I agree with voters at Behind the Name, who rated her highly on youthfulness and strangeness; she is also considered refined, upperclass, delicate, wholesome and natural. Is there not something a bit melancholy (bluish) about her, too? Besides that she strikes me as quirky, British and loyal – a stable friend who'd weather the storms.
She comes across as old-fashioned, but relatively speaking, Lavender is not so old after all. I wish I knew when she first appeared as a given name, but it couldn't have been until after the word stopped meaning "washerwoman;" in the 14th century, for example, baby girls would NOT have been named Lavender as (thanks to Chaucer) we know that lauender then denoted a woman who did the laundry. In fact, many online sources uphold the theory that this name comes from Latin lavare meaning "to wash;" however, The Word Guy is not convinced, dismissing it as a common misconception. He writes:
What we may be seeing here are TWO words that look and sound the same but come from different origins: lavender the washer-woman from lavere, and lavender the plant from livere [meaning “to be livid or bluish”]... Hypothesizing that lavender is based on the notion of being blue in color seems much better than supposing it was used as a washing agent.
|Lavender (12), John (3) & Rosemary (14), 1920|
Probably Lavender was first used as a given name in the 19th century, when many other plant and flower names were coined.
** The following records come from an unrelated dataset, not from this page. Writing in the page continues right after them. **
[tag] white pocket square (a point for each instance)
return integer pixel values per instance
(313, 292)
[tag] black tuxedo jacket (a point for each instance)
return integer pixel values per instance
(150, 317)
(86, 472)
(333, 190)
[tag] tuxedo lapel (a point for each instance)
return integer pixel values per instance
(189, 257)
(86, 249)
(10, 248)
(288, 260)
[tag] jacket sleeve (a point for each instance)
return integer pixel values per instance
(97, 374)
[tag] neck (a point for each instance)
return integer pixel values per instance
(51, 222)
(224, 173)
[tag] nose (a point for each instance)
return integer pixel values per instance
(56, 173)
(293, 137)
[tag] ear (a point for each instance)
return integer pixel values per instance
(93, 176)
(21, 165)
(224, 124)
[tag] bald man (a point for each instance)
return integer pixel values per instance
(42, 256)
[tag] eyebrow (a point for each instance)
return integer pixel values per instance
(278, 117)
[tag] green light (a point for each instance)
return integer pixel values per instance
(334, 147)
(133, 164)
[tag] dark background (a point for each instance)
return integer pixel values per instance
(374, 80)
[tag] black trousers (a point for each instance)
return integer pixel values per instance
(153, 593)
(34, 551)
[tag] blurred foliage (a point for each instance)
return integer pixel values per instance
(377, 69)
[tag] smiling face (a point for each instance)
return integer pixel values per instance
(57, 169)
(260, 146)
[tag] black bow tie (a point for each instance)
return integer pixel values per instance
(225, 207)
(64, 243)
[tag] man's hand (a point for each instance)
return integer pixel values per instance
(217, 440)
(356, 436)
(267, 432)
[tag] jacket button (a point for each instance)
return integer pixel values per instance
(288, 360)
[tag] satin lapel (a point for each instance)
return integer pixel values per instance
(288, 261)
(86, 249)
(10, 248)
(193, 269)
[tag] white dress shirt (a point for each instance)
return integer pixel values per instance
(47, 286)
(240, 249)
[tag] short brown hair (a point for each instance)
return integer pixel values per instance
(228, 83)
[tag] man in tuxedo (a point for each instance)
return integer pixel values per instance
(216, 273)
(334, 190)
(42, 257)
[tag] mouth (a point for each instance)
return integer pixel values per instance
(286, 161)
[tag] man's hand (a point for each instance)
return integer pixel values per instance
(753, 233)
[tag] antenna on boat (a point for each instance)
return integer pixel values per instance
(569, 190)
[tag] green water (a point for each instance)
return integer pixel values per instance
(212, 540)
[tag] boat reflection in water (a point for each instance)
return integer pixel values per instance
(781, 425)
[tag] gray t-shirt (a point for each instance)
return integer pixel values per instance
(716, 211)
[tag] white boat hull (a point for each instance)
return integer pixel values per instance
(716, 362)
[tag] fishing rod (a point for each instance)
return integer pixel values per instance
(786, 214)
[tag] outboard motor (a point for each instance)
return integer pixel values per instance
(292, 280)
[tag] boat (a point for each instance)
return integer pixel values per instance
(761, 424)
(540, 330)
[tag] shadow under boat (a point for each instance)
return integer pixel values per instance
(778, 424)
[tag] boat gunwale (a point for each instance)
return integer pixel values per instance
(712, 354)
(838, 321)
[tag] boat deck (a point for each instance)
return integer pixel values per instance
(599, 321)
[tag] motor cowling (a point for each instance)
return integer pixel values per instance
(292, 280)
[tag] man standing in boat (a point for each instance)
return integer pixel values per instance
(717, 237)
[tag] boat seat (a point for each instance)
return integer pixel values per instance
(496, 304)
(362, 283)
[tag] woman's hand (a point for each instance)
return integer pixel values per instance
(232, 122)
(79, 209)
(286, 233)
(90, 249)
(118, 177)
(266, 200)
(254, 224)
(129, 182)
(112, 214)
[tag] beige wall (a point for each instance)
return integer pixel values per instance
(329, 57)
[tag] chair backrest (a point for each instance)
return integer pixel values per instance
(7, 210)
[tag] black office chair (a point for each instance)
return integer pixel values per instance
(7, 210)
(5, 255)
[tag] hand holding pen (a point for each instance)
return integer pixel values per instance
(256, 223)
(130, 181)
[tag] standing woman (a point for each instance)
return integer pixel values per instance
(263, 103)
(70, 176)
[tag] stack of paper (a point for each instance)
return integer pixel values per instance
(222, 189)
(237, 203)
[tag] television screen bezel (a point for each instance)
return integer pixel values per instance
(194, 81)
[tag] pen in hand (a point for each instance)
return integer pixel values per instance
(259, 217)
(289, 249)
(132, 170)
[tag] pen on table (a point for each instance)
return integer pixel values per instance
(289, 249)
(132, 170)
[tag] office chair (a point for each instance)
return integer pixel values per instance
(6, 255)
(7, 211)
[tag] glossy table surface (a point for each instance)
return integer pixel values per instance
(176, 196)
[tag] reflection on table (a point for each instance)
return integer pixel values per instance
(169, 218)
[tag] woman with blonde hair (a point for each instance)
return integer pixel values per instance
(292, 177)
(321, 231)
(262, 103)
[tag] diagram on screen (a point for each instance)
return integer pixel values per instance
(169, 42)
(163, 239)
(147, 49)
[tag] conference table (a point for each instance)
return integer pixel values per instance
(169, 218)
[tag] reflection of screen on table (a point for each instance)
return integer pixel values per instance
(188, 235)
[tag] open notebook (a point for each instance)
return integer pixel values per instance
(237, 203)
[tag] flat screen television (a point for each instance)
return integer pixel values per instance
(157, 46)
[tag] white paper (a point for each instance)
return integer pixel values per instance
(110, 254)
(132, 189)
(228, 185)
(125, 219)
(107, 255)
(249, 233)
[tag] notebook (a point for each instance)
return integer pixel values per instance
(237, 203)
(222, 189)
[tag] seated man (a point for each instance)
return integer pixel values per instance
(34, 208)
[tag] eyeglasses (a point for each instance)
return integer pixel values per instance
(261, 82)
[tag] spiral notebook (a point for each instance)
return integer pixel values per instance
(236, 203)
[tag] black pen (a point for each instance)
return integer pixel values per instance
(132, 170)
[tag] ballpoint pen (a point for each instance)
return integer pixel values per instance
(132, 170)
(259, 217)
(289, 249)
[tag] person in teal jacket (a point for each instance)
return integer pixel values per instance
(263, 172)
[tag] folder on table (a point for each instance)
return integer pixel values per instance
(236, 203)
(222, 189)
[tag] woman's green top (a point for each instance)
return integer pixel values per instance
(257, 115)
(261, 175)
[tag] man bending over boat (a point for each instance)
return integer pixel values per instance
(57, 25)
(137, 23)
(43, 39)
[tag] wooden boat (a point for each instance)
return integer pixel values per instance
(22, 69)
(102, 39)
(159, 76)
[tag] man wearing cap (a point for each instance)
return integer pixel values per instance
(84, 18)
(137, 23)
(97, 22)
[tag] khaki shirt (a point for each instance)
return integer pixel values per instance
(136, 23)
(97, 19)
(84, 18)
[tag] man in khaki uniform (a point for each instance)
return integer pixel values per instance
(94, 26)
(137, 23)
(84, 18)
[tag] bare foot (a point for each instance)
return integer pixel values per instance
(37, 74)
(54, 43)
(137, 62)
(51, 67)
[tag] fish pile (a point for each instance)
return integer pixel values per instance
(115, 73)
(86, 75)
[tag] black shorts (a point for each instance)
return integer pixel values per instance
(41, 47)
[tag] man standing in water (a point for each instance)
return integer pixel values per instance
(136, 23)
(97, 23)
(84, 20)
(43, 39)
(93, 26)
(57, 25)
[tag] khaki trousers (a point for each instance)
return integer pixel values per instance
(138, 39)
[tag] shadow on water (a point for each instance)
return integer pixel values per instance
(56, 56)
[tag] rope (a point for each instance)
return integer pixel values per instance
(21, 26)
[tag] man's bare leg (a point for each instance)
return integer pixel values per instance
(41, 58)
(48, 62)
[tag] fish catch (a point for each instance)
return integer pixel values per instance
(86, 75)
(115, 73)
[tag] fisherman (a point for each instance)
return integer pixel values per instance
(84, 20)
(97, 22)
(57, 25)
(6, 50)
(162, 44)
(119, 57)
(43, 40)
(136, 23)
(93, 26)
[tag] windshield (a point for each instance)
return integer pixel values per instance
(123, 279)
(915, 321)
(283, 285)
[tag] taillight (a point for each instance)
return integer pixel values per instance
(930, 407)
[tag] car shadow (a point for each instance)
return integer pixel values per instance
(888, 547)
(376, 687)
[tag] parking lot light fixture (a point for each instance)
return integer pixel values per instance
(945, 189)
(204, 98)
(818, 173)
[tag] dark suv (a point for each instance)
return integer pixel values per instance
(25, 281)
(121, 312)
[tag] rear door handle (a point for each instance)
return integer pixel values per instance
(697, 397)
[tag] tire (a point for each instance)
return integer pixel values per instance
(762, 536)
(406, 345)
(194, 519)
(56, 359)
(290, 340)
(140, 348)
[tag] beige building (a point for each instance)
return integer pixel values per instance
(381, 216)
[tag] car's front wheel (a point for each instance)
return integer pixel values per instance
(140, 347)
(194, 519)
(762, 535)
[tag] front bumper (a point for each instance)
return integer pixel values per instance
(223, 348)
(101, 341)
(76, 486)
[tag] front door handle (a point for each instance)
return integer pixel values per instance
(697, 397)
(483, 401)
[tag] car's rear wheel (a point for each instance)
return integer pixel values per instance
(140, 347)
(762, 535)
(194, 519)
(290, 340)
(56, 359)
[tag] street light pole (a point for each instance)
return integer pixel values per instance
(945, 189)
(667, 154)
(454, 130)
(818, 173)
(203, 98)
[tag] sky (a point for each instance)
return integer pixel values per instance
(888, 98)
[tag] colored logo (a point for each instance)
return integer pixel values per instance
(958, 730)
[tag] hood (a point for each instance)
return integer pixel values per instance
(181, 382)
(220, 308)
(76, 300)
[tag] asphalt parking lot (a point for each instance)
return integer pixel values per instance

Along with Rosemary and other botanicals, Lavender was trendy in Edwardian England, even though Victorian-era "floriography" had saddled her with the symbolic meaning of "concealment, distrust." It took until 1930 for lavender to be made an official colour. It was the colour Sir Isaac Newton admired most in his garden.
The herb is comforting, cleansing and autumnal. The name itself calms me and puts me at ease, having taken on qualities of the plant. She's out-there-but-not. She is on my list.